The initial clinical trial at the Balgrist University Hospital in Zurich injected adult human neural stem cells into the spinal cords of three paralyzed patients.

Two have regained some feeling of touch and heat, according to StemCells Inc., which developed the cell.

The treatment has the potential to not only restore feeling, but also help restore control over bowel movements, said UCI spokesman Tom Vasich.

The trial shows strong evidence that the cell is doing what it was created to do, but the results are not yet concrete, Anderson said.

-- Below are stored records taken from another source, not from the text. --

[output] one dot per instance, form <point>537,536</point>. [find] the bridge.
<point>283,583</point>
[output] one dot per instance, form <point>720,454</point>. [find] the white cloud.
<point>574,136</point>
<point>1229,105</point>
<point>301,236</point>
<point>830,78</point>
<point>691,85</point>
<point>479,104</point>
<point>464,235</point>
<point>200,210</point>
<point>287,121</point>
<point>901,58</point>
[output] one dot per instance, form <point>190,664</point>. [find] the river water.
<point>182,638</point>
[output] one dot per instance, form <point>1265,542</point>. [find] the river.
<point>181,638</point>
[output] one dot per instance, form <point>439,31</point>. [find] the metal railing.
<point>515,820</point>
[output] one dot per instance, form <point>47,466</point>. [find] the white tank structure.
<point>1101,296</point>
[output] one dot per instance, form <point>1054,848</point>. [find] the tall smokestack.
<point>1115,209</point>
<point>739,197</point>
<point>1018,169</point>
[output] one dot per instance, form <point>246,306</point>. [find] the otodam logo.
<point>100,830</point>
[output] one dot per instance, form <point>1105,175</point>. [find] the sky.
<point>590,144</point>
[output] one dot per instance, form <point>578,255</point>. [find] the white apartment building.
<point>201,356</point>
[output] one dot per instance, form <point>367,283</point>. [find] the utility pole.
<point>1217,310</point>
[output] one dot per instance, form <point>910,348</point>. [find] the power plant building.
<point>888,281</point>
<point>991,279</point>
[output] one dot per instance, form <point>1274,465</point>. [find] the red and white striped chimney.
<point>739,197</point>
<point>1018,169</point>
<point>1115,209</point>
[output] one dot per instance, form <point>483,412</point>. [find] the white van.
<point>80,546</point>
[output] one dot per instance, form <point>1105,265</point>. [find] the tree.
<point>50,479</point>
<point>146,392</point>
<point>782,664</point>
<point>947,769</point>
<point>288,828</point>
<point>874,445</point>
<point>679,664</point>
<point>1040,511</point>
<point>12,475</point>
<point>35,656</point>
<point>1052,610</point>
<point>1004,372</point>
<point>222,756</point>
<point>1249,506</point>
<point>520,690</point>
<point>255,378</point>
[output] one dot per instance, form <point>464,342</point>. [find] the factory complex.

The trial only used three patients, an initial group to determine if the approach is safe, and it didn’t have a control group.

“Despite all of these caveats, it’s much more than we hoped for,” she said. “We’re all ecstatic.”

The clinical trials are the newest phase of a nearly 10-year research project.

Cummings and Anderson, who are married, conducted preclinical trials on animals at UCI’s Sue & Bill Gross Stem Cell Research Center.

By injecting the stem cell into rats and mice with induced spinal cord injuries, the Irvine residents tested whether the treatment could repair central nervous system functions. They found the partially paralyzed rodents regaining the ability to walk.

The California Institute for Regenerative Medicine in July awarded the couple and StemCells’ Nobuko Uchida a $20-million grant for a separate research project to begin human clinical trials using stem cells to treat neck spinal cord injuries.